The Nigerian Maritime Administration and Safety Agency (NIMASA) has reportedly paid the sum of N13.5billion as wharfage charges for a floating dock, which it bought for N50 billion three years ago.
Wharfage is the fee charged to cover the cost of using a wharf. It includes the cost of nocking unto the dock electricity and maintenance service since a ship cannot be locked up and abandoned like a car.
Daily Trust on Sunday said it gathered from a senior management source at the agency that NIMASA paid around $30,000 daily as wharfage charges and other expenses which amounts to $32.9million in three years.
The newspaper said the floating dock has remained idle since it arrived in the country on June 11, 2018 at the Nigerian Navy Dockyard, Lagos.
A former executive director of operations at NIMASA Rotimi Fashakin had explained that insecurity in the Niger Delta region made it difficult for the agency to berth the dock at Okerenkoko as originally conceptualised.
He said, “Indeed, the floating dock was supposed to go to Okerenkoko in Delta State, but with the conditions that exist now, it is almost impossible. A dock is supposed to serve the shipping community as a commercial facility, but which company or vessel would be bold enough to travel to Delta State?”
“The other thing was getting a place to berth it. If you know the complexity of a floating dock, the draft you need to keep and operate it is 12 meters. The contractor was spending over $30,000 keeping the dock afloat for many months, and we had to pay many months demurrage on that. Eventually, we reached a situation where we had an agreement with Naval Holdings Limited, a sub-sect of the Nigerian Navy, to keep the dock,” he added.

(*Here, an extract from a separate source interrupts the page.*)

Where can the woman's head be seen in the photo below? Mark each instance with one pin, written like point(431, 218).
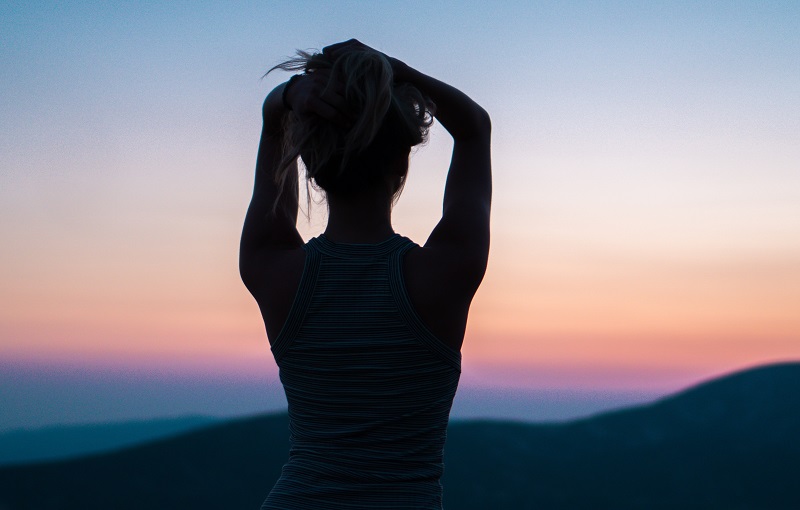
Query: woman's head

NIMASA had acquired the modular floating dockyard to save the Federal Government over $100m annually and about $1 billion in 10 years from the huge cost of dry-docking outside Nigeria. But that has not materialised.
Reacting to this, chairman, board of trustees, Nigerian Ship Owners Association (NISA) Isaac Jolapamo said those behind the purchase of the modular floating dock should be prosecuted.
“If the NIMASA had procured the floating dock the way it was scheduled from the beginning, there won’t be this confusion. This is the outright misappropriation of public funds. You cannot develop the shipping sector on a political platform. There is no wisdom in the decision to own a dock. The government is losing money. And in a sane country, those behind it would have been in jail by now,” he said.
A spokesman for NIMASA Edward Osagie, however, denied the allegation of the payment of $30,000 wharfage.
“We have men on board 24 hours, so the issue about the payment of $30,000 wharfage is a lie. The agency has also gotten an outline building case compliance certificate from the ICRC. The agency is also working with the timeline given to it by the ICRC to identify and engage satisfactory managing partners for the dock,” he said.